Global Affairs

Analysts Demand R&D Restrictions After Iran Centrifuge Tests

Iran’s atomic energy chief Ali Akbar Salehi revealed this week that Iran had tested a new generation of advanced centrifuges that analysts believe would dramatically improve the Islamic republic’s ability to go nuclear at will, a development that Reuters suggested might “annoy Western states” committed to rolling back Tehran’s atomic program.

Mark Dubowitz, the executive director at the Foundation for Defense of Democracies, pointedly asked the State Department on Friday why Iran’s testing of the so-called IR-8 centrifuges was not a straightforward violation of the Joint Plan of Action (JPOA):

The agreement calls on Iran to freeze progress on its nuclear program in exchange for a series of functionally irreversible financial windfalls from the West, and the Obama administration has been unequivocal that any cheating would trigger a snapback in the estimated tens of billions of dollars in sanctions relief.

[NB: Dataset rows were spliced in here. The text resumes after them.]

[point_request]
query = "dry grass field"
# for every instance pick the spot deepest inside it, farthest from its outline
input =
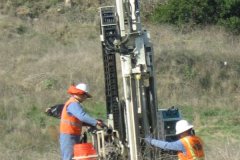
(197, 71)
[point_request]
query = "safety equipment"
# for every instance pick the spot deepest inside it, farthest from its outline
(194, 148)
(70, 124)
(182, 126)
(79, 89)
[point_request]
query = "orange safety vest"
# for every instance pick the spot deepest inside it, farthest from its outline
(194, 148)
(70, 124)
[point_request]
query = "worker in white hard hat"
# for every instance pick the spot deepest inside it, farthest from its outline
(189, 146)
(72, 118)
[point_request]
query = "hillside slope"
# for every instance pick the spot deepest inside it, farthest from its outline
(197, 71)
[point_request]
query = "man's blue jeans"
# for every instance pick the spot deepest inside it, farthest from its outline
(67, 142)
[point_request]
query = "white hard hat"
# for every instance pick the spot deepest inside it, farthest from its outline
(182, 126)
(84, 87)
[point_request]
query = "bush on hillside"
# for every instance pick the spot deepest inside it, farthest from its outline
(200, 12)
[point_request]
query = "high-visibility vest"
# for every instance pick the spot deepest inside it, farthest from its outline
(70, 124)
(194, 148)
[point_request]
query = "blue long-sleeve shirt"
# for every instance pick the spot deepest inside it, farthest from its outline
(76, 110)
(176, 145)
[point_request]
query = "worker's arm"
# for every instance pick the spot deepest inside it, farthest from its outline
(176, 146)
(76, 110)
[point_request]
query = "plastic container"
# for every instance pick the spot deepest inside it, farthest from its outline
(84, 151)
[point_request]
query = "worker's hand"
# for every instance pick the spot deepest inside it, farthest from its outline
(148, 139)
(100, 123)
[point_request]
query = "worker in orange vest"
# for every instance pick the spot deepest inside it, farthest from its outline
(72, 118)
(189, 146)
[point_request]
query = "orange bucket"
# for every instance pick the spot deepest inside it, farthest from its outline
(84, 151)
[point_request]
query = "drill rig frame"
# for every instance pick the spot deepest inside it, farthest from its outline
(136, 115)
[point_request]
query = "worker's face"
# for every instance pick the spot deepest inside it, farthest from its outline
(81, 97)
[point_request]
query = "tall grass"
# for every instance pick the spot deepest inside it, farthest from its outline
(40, 58)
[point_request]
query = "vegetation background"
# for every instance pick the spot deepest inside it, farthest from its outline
(45, 46)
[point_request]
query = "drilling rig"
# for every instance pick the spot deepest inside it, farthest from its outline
(136, 115)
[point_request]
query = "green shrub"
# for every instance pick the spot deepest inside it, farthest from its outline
(200, 12)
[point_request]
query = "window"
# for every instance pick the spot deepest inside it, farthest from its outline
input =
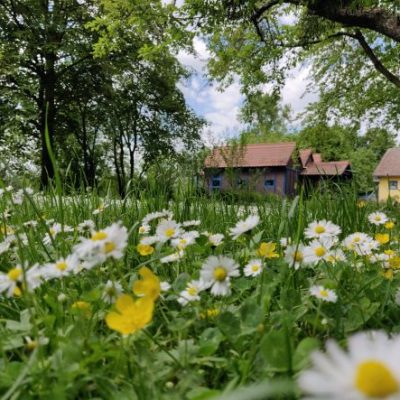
(269, 184)
(216, 182)
(393, 185)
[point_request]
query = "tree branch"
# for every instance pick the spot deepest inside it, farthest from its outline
(375, 60)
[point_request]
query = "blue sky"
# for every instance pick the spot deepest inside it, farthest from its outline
(221, 108)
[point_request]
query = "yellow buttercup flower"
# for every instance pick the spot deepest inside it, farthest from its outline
(130, 315)
(382, 238)
(144, 249)
(148, 286)
(267, 250)
(83, 306)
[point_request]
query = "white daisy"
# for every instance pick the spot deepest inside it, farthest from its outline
(317, 251)
(215, 239)
(321, 229)
(244, 226)
(324, 294)
(369, 370)
(172, 257)
(191, 293)
(253, 268)
(378, 218)
(168, 229)
(216, 273)
(294, 255)
(109, 242)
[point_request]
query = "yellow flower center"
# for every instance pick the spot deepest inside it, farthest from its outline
(99, 236)
(320, 251)
(323, 293)
(320, 229)
(374, 379)
(62, 265)
(220, 274)
(255, 267)
(298, 256)
(170, 232)
(14, 273)
(109, 247)
(192, 291)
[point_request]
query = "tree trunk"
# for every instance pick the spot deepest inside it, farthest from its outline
(47, 114)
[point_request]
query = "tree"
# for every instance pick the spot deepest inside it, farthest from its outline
(351, 44)
(40, 43)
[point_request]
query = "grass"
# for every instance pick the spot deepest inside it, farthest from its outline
(251, 344)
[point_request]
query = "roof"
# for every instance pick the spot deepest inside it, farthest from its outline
(389, 164)
(252, 155)
(304, 156)
(326, 168)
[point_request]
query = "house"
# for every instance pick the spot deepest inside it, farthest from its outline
(268, 168)
(387, 174)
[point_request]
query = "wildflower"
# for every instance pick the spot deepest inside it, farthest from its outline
(191, 293)
(62, 267)
(316, 251)
(382, 238)
(156, 215)
(112, 290)
(109, 242)
(389, 225)
(100, 209)
(86, 226)
(267, 250)
(172, 257)
(377, 218)
(209, 313)
(321, 229)
(216, 272)
(194, 222)
(144, 249)
(369, 370)
(186, 239)
(9, 282)
(253, 268)
(215, 239)
(130, 315)
(244, 226)
(148, 286)
(294, 255)
(82, 307)
(284, 242)
(167, 229)
(324, 294)
(144, 229)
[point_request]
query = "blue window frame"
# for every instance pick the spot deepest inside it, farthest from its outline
(216, 182)
(269, 184)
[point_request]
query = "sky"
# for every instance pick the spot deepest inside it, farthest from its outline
(220, 108)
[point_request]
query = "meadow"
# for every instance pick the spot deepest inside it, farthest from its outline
(196, 298)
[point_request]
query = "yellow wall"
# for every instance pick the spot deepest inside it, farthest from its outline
(383, 189)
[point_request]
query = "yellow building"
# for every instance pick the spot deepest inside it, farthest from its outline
(387, 174)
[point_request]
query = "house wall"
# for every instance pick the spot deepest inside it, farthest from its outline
(384, 192)
(254, 179)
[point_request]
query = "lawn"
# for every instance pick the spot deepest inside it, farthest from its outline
(196, 298)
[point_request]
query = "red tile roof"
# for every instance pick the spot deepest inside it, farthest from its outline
(389, 164)
(252, 155)
(304, 156)
(326, 168)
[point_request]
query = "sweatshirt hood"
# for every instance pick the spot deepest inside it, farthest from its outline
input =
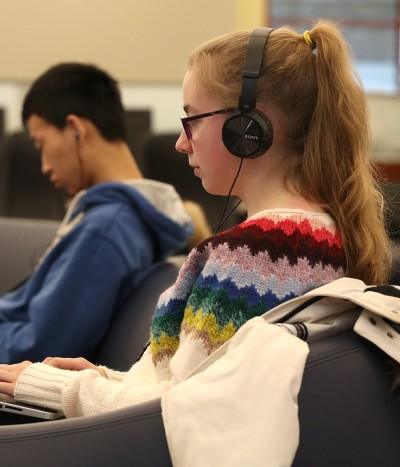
(157, 204)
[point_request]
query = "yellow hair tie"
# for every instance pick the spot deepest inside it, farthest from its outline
(308, 40)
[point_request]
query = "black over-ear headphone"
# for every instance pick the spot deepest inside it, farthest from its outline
(248, 133)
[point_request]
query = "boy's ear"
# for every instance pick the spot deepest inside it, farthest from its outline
(75, 123)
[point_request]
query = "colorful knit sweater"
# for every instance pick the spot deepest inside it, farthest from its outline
(228, 279)
(241, 273)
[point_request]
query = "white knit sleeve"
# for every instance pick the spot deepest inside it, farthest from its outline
(86, 392)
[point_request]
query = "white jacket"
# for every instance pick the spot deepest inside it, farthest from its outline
(239, 407)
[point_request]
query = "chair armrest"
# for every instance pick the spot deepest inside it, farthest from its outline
(133, 436)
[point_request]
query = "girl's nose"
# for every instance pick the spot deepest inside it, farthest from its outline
(183, 144)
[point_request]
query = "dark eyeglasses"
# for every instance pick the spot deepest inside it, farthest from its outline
(186, 121)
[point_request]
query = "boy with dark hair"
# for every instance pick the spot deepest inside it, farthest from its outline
(117, 226)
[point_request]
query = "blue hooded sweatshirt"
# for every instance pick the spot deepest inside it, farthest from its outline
(111, 236)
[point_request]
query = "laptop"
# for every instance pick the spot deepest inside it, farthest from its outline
(9, 405)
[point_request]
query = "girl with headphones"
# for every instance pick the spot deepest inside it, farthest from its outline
(279, 120)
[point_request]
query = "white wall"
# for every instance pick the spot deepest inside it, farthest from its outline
(165, 103)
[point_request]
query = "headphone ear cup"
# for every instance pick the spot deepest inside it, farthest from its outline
(248, 134)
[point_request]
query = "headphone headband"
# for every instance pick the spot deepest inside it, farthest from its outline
(248, 133)
(252, 67)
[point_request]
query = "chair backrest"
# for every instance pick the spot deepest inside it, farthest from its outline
(129, 331)
(22, 241)
(349, 415)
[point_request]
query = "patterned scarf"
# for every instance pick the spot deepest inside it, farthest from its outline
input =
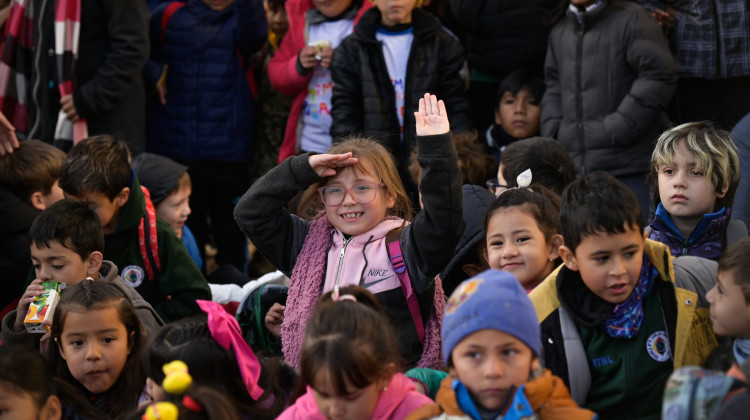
(67, 34)
(16, 63)
(626, 317)
(305, 287)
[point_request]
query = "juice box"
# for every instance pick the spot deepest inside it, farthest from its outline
(42, 308)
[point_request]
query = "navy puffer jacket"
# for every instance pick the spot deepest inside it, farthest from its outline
(209, 111)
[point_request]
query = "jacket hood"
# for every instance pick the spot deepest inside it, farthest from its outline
(134, 209)
(16, 214)
(423, 22)
(477, 201)
(157, 173)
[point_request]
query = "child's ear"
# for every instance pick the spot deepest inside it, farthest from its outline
(556, 241)
(131, 341)
(569, 258)
(388, 372)
(122, 197)
(392, 199)
(52, 409)
(36, 201)
(724, 189)
(59, 348)
(94, 263)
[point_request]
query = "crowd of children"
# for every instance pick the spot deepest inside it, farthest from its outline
(601, 274)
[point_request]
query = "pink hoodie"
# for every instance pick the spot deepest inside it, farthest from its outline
(395, 403)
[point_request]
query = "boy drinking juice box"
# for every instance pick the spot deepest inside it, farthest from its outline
(42, 308)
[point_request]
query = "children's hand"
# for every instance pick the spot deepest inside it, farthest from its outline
(431, 117)
(34, 290)
(161, 86)
(307, 57)
(665, 17)
(325, 165)
(274, 318)
(69, 108)
(325, 57)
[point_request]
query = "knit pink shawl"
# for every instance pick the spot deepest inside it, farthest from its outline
(305, 287)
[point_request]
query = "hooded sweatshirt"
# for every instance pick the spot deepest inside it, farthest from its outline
(179, 282)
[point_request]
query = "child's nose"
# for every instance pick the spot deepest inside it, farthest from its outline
(92, 351)
(509, 250)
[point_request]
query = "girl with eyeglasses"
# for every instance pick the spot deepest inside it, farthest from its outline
(357, 194)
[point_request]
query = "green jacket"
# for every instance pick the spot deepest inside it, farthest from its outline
(681, 288)
(179, 283)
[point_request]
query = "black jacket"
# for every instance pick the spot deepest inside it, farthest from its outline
(108, 87)
(15, 254)
(609, 77)
(363, 97)
(504, 35)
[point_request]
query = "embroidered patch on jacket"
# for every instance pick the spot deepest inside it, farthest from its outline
(462, 294)
(657, 346)
(134, 275)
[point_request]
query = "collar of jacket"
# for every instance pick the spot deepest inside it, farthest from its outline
(711, 221)
(314, 17)
(592, 14)
(546, 299)
(424, 23)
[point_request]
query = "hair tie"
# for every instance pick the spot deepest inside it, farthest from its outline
(191, 404)
(523, 180)
(226, 331)
(161, 411)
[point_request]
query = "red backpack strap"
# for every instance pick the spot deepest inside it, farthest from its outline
(399, 266)
(168, 12)
(147, 238)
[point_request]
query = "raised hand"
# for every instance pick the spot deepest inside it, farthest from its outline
(432, 119)
(325, 165)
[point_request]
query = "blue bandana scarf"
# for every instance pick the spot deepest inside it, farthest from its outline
(627, 316)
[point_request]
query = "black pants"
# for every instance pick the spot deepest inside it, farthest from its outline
(217, 186)
(723, 101)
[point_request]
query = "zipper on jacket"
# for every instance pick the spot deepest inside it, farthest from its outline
(341, 262)
(579, 92)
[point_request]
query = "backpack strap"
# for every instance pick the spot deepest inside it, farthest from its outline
(168, 12)
(147, 238)
(399, 266)
(736, 230)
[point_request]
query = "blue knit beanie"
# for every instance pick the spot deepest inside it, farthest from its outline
(495, 300)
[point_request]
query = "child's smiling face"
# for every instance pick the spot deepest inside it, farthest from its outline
(351, 217)
(490, 364)
(519, 114)
(730, 312)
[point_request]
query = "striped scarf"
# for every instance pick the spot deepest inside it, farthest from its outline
(17, 58)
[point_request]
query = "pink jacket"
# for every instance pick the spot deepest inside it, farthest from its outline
(395, 403)
(365, 261)
(282, 70)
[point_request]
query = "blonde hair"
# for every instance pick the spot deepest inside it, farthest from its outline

Friday also saw the publication of a new report [PDF] from the U.S.-based Institute for Science and International Security (ISIS) identifying Iran’s centrifuge research and development (R&D) program as a central threat to the verifiability of any nuclear deal with the Islamic republic:

Negotiations on a comprehensive solution should seek to place further limitations on this program and establish effective and expanded monitoring practices as part of an agreement on a mutually defined enrichment program with agreed parameters. Throughout the duration of a long-term comprehensive agreement, Iran’s centrifuge R&D program should be limited to centrifuges with capabilities comparable to the current IR-2m centrifuge.

The report pointed out that next-generation centrifuges would not have any industrial purpose – Iran is decades away from being able to compete with uranium exporters such as Russia – but that they would create a scenario under which Tehran “would need far fewer of these advanced centrifuges in a clandestine plant to make weapon-grade uranium” should it decide to sneak across the nuclear finish line.